Boys shun university life
TES correspondents report on efforts to close the gender gaps in teaching and learning
Fifty per cent more girls go to university than boys in Canada, according to a study published in the National Post.
While the number of young men going to university increased from 215,000 to 220,000 between 1988 and 2000, the number of women shot up from 224,000 to 299,000.
Jane Gaskell, dean of the Ontario Institute for Studies in Education, said the rise in female entries is due to professions such as nursing, teaching and social work now requiring degrees.
High-school programmes to encourage women into university and non-traditional careers, introduced in the mid-1970s, are also a factor.

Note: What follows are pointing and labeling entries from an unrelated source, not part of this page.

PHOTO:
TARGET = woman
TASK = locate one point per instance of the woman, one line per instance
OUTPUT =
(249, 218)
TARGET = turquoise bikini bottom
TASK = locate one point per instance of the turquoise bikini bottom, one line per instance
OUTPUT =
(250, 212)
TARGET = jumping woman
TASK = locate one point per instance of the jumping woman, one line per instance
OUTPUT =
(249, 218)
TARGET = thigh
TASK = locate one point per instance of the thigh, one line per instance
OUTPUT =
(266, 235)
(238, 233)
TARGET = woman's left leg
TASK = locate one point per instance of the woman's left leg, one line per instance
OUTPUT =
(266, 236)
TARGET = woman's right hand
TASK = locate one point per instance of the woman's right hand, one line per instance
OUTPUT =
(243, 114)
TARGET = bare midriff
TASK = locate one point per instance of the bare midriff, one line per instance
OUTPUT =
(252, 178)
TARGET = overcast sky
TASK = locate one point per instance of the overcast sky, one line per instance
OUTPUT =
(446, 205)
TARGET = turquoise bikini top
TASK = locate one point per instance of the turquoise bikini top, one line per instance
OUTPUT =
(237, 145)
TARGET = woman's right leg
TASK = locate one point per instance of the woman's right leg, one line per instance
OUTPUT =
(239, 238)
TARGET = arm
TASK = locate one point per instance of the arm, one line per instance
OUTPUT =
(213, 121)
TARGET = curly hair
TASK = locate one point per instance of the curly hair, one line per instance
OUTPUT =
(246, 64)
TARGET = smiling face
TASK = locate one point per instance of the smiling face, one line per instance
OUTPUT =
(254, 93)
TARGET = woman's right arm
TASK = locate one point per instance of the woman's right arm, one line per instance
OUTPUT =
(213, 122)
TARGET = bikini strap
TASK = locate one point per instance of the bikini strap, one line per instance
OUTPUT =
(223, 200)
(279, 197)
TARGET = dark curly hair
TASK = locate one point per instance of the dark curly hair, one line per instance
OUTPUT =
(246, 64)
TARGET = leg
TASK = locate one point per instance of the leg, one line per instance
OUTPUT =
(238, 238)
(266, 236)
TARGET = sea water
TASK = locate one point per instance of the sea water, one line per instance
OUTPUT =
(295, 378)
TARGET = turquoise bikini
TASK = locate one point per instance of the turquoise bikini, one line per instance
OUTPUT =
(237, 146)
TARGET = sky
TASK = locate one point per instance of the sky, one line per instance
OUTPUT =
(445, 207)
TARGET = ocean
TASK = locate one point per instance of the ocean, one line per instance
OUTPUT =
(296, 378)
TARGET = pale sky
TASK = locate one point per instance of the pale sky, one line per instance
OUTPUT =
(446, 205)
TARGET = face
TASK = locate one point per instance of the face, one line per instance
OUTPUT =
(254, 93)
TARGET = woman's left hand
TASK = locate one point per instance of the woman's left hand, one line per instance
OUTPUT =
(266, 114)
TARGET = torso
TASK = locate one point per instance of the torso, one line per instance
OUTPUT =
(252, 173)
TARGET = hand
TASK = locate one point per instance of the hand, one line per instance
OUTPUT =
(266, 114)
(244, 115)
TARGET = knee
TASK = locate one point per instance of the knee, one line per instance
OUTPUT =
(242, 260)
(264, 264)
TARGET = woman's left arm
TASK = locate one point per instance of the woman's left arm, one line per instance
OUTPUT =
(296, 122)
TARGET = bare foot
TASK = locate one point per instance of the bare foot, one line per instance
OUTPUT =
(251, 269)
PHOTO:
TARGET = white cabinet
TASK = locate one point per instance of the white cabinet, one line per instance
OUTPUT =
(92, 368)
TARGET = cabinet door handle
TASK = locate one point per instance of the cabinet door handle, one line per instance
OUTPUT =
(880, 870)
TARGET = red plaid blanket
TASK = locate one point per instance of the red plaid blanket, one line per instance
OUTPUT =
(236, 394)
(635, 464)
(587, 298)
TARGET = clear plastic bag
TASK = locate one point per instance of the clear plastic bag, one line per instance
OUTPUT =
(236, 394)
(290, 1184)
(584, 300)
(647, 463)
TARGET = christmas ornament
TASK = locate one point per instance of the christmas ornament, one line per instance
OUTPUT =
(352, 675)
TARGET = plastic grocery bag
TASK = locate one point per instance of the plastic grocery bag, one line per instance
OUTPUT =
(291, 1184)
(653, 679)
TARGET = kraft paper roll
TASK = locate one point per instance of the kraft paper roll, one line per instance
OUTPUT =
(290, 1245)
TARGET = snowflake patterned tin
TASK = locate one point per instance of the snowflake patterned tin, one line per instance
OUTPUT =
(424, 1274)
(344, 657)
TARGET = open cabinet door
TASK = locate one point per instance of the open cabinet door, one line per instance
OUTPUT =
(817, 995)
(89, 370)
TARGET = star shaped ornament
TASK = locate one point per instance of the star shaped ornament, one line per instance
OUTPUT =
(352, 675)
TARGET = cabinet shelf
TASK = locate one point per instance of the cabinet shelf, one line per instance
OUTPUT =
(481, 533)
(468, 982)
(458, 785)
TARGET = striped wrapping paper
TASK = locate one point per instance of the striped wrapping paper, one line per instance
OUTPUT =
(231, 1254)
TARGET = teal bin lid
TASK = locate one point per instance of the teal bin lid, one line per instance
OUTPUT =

These included introducing girl-friendly teaching materials in science and maths.
The gender gap has turned the spotlight once more on boys' poorer performance in schools, especially in reading, and negative attitudes towards education.
Pilot projects to engage boys with reading and the idea of going on to university have been set up across the country.
Primary schools in Ontario and Newfoundland found they had inadvertently been using girl-friendly reading texts with boys, so brought in more informational texts and adventure stories.
A study by the University of Prince Edward Island, found alienation from education was the main reason why males drop out of high school. The university has set up an outreach programme in which undergraduates go to high schools to tutor and mentor at-risk pupils.